Traders test the limits of information technology

Posted in Acceptance testing by testing in London on September 22, 2007

From Financial News Online

Algorithmic trading, (aka program or black-box trading) is a well-established technique on the buy-side and accounts for about half of electronic trades in the mature stock markets.

It involves the routing of orders from fund managers’ trading blotter to specific computer-based algorithms that automatically manage the execution of these trades based on criteria such as timing, price or size of the order.

The first generation of trading algorithms, including volume-weighted average price and implementation shortfall algorithms, have been around for about three years but have come in for criticism this year for contributing to market volatility in periods of frenzied trading activity.

Algorithmic trading was blamed for escalating volatility spikes last month as the world’s leading equity markets reacted to sub-prime mortgage losses in the US.

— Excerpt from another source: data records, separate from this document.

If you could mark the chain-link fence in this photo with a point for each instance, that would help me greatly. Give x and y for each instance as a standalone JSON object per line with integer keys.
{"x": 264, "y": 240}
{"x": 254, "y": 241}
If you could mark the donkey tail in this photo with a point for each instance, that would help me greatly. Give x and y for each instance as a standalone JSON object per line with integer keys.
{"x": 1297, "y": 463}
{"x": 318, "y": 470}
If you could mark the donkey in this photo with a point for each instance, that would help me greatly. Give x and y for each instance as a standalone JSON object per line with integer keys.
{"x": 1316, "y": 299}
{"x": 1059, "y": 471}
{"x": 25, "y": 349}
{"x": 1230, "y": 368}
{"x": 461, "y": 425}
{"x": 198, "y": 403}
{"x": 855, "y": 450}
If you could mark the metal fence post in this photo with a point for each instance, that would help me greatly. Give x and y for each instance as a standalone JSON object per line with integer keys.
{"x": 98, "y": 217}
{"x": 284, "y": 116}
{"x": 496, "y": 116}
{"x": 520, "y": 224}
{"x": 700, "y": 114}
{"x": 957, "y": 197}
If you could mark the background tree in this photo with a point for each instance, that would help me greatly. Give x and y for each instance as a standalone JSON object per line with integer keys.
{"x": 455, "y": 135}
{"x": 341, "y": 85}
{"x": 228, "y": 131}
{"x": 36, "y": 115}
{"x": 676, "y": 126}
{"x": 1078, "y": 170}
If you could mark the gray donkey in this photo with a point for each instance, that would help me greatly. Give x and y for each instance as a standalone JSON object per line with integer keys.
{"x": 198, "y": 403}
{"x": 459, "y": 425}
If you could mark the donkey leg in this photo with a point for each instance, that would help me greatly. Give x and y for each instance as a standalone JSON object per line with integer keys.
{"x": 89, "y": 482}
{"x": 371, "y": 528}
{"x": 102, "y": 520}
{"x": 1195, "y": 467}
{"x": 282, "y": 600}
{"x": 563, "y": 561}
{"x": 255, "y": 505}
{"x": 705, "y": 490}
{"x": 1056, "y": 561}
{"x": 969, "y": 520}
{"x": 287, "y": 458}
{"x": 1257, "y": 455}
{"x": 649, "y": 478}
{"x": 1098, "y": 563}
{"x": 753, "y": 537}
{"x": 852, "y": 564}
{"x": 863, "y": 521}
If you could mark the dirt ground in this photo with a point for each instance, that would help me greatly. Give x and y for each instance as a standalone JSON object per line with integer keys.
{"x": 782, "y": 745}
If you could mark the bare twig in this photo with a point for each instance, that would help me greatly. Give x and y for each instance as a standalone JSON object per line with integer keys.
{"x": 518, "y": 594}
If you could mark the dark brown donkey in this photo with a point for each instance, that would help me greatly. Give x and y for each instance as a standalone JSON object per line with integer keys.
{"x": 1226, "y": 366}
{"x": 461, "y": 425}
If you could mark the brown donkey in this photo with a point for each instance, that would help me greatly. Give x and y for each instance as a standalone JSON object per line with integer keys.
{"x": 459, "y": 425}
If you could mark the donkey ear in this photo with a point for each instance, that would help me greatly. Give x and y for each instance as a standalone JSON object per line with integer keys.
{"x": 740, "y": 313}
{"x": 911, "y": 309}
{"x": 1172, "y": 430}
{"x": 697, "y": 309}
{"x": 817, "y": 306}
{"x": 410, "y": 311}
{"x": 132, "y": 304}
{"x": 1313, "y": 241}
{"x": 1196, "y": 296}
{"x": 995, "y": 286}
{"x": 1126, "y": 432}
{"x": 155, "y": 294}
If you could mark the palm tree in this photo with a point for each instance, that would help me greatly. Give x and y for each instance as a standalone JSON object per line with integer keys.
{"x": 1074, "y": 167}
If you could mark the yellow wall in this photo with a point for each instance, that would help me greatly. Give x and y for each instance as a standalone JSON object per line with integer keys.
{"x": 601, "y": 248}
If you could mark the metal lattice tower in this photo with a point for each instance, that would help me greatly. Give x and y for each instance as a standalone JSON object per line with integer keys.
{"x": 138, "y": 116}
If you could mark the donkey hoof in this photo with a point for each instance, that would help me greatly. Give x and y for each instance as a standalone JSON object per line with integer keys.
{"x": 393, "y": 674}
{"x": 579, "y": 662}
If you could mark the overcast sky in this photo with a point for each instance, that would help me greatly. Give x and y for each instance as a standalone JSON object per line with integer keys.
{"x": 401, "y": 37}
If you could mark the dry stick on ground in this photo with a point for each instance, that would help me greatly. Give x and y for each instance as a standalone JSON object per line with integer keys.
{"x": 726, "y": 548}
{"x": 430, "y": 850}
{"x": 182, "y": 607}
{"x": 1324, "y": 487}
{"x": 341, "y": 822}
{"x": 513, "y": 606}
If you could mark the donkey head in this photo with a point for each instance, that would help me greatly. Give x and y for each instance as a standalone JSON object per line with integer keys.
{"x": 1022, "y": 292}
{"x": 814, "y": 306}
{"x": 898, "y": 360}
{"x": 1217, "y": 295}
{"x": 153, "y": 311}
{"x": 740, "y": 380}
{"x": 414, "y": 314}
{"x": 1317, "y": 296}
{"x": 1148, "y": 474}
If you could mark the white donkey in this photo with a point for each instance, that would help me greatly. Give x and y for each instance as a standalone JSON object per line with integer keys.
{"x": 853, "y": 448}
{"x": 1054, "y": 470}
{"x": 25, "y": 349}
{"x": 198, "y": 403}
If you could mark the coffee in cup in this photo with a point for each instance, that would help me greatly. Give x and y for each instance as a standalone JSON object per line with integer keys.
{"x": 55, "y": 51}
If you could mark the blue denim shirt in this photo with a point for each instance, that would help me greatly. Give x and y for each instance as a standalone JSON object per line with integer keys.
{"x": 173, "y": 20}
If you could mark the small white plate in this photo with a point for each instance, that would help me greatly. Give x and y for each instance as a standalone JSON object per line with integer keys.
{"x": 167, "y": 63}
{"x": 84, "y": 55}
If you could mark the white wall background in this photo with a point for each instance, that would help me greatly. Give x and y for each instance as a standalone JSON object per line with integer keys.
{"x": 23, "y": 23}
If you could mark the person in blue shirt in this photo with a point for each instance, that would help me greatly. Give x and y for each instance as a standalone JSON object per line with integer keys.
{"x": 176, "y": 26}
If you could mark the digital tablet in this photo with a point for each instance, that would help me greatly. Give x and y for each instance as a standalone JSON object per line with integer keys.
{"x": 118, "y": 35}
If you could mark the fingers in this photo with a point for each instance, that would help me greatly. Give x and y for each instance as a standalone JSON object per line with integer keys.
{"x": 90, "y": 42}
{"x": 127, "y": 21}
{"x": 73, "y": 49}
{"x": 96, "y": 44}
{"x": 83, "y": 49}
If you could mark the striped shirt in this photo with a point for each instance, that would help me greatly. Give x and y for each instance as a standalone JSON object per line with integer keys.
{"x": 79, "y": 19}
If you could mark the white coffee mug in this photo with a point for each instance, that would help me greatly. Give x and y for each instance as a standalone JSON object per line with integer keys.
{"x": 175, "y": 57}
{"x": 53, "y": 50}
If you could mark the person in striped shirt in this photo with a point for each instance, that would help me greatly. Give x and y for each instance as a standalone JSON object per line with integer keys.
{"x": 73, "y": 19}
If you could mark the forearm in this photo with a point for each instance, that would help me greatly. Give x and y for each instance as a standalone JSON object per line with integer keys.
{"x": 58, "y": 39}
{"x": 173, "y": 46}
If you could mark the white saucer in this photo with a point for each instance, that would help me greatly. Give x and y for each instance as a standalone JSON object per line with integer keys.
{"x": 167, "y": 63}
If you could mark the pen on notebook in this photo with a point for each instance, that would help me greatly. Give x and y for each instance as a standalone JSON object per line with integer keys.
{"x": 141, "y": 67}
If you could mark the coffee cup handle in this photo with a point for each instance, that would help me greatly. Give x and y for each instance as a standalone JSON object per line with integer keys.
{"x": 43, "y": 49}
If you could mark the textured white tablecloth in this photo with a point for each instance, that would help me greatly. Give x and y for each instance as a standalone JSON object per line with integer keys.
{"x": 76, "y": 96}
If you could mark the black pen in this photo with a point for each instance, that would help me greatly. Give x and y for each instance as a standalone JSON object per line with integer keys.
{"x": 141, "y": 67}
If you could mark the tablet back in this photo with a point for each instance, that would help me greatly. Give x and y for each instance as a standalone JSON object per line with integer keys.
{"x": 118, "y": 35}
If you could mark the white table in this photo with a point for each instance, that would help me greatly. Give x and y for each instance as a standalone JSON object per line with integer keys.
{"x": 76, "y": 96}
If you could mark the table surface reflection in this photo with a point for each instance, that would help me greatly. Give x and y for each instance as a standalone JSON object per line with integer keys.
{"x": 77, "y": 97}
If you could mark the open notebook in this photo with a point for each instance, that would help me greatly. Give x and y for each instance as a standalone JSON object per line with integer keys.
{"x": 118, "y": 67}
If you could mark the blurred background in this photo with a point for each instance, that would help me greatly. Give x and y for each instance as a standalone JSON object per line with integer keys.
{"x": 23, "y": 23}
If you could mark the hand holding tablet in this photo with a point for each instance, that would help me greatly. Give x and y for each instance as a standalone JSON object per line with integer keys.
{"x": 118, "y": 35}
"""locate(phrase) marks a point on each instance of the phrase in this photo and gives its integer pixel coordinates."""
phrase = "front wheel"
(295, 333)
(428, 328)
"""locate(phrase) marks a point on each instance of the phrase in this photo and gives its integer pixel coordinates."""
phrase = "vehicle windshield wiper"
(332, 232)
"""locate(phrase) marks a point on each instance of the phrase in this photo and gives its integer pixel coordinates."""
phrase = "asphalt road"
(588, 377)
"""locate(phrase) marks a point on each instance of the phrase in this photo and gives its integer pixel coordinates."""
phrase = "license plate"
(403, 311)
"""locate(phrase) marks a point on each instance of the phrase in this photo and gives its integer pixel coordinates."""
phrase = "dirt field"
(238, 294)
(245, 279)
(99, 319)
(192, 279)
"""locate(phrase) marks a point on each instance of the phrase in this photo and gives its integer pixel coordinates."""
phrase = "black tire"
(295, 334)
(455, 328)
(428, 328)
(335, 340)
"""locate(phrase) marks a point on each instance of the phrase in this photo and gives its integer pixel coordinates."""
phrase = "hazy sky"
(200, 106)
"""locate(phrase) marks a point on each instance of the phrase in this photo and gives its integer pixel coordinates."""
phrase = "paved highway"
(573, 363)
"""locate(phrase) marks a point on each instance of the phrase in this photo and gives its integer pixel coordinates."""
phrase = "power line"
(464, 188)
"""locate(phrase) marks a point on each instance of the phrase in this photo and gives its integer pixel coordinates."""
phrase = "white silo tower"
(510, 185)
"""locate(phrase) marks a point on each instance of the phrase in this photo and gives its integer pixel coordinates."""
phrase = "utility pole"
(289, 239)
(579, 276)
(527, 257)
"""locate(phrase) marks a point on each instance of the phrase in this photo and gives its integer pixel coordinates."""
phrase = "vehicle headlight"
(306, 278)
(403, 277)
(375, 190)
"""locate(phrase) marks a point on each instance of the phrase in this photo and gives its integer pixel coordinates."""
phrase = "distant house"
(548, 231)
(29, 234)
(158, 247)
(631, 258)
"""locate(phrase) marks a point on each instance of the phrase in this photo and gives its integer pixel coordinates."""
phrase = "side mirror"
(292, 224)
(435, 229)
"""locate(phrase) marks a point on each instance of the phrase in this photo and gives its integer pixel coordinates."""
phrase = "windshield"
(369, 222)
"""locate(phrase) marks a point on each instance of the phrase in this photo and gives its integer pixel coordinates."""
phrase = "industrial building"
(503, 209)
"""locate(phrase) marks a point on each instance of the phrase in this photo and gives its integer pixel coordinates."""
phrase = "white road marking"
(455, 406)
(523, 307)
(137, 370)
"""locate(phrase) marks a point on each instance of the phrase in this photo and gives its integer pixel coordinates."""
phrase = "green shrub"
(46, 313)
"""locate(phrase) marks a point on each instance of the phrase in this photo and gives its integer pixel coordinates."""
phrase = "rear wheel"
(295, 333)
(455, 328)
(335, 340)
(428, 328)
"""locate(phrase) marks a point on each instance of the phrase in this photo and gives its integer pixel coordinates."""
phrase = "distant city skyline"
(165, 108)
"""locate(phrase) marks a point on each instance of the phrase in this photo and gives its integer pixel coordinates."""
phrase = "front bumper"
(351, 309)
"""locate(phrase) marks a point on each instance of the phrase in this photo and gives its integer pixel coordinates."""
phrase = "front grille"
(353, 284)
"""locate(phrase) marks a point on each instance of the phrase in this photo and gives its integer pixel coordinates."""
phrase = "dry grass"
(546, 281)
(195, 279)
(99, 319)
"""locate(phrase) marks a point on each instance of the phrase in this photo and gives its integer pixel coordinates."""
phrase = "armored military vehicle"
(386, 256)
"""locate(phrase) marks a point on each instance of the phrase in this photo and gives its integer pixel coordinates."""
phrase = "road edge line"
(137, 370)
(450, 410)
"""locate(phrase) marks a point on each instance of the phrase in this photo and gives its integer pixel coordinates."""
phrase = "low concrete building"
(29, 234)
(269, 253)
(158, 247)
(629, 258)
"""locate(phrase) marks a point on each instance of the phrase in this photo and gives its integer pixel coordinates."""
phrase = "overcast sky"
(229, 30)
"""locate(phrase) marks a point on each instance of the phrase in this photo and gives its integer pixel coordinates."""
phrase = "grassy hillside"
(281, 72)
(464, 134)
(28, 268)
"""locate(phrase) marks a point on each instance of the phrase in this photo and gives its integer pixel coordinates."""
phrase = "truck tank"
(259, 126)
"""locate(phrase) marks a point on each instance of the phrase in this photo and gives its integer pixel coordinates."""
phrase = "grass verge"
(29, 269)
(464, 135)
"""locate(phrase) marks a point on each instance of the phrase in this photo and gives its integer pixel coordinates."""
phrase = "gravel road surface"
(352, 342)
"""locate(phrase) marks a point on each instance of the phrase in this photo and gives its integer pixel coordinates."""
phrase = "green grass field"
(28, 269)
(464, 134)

Event-driven algorithms are marketed as the next generation of smart algorithms, differing from the established tools in that they adapt in real time to market changes. They emulate sellside traders by reacting immediately to the market and trading opportunistically to minimize execution costs and maximize returns, their vendors claim.

Customers can define the actions of the algorithms by setting parameters that optimize their performance while ensuring the underlying funds are not exposed to undue risk in times of extreme volatility.

Ary Khatchikian, chief technology officer of Portware, a supplier of automated portfolio trading software, said: “Some quants say they can handle it all electronically but you never know. That’s like saying there are no bugs in software.”One benefit of a sophisticated algorithmic trading platform is the ability to back-test market data to see what went wrong and try different strategies that might work better in similar conditions.

Martins said: “Back testing is key. Funds can capture the volatile market data of early August and back test it in new strategies to see how they would react.”

But Rosen said predicting the future based on the past is not reliable. He said: “Algorithms are not prophets. This is not a critique of algorithms, it is a critique of the naivete of the market. They are ascribing powers of prophecy to algorithms, giving them an aura of power they were not built to have.”

Algorithmic trading is here to stay, despite the recent scares. The ability of vendors to tweak and improve their products should make quant traders feel better about using them.